Crédits : The Miss Margaret Robins Archives of Women’s College Hospital, Collection d’images mobiles du WCH, D2-005.
Entrevue avec la Dre Marion Powell, qui parle de l’avenir des soins de santé liés à la contraception.
Durée : 1:53 minute.
[Le carton-titre indique : La Dre Marion Powell parle de l’avenir des soins de santé liés à la contraception}
[Une femme d’âge mûr portant un chemisier rose et un veston noir est assise devant un rideau gris. Elle parle à une intervieweuse qui se trouve hors écran.]

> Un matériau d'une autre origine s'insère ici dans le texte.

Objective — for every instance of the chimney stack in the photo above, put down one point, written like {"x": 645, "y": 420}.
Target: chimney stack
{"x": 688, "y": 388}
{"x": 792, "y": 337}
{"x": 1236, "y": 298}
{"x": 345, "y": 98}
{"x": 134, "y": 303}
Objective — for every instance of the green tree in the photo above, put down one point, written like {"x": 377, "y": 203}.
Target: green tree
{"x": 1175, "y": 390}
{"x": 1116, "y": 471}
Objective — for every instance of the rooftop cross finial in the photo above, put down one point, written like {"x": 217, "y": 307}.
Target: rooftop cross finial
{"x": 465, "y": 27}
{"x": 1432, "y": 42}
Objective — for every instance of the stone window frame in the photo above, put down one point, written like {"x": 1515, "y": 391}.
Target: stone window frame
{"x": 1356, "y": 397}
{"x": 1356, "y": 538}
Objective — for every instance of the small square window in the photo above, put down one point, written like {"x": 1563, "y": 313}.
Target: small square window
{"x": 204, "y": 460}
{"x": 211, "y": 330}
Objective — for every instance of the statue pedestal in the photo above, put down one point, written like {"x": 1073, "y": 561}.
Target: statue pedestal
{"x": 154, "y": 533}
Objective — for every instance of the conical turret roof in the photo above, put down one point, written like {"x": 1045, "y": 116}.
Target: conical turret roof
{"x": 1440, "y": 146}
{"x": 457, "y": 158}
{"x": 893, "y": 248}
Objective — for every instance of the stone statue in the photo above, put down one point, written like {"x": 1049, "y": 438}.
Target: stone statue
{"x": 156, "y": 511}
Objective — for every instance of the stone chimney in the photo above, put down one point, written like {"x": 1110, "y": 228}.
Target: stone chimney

Je crois qu’il reste encore beaucoup de travail à faire. Nous n’avons toujours pas le contraceptif idéal, et nous avons changé au cours des 30 années, 40 années en fait, depuis que je suis dans le domaine et notre préoccupation principale était de prévenir la grossesse chez ces jeunes femmes.
Nous assistons de nos jours à une épidémie d’infections transmissibles sexuellement. Nous avons encore un travail colossal à faire pour vendre et faire du marketing à propos de la contraception. Nous avons besoin de contraceptifs améliorés. Et je crois que la haute technologie, la technologie de la reproduction est un domaine très passionnant, mais ce n’est qu’un très petit segment de la population qu’elle va servir, et il y a encore 80 % ou 90 % des femmes âgées de 15 à 40 ans dont la préoccupation principale est encore la prévention de la grossesse et des ITS, et il ne faut pas oublier ces femmes en adoptant de plus en plus la technologie de pointe.
Je crois que le défi actuel consiste à améliorer la santé reproductive et la contraception. Ce n’est plus chic, mais à la lumière de tout ce qui se passe, je veux dire ces nouvelles super-technologies, il n’est pas vraiment important de parler de pilules améliorées et de meilleurs diaphragmes, mais cela reste essentiel.
J’espère que le Women’s College n’abandonnera sa vision d’améliorer l’accès à la contraception et à la prévention. Je deviens nostalgique quand je pense à cette époque où les jeunes arrivaient dans l’auditorium pour nous écouter parler. On ne peut pas retourner en arrière, mais je crois que nous devons envisager les nouvelles façons différentes.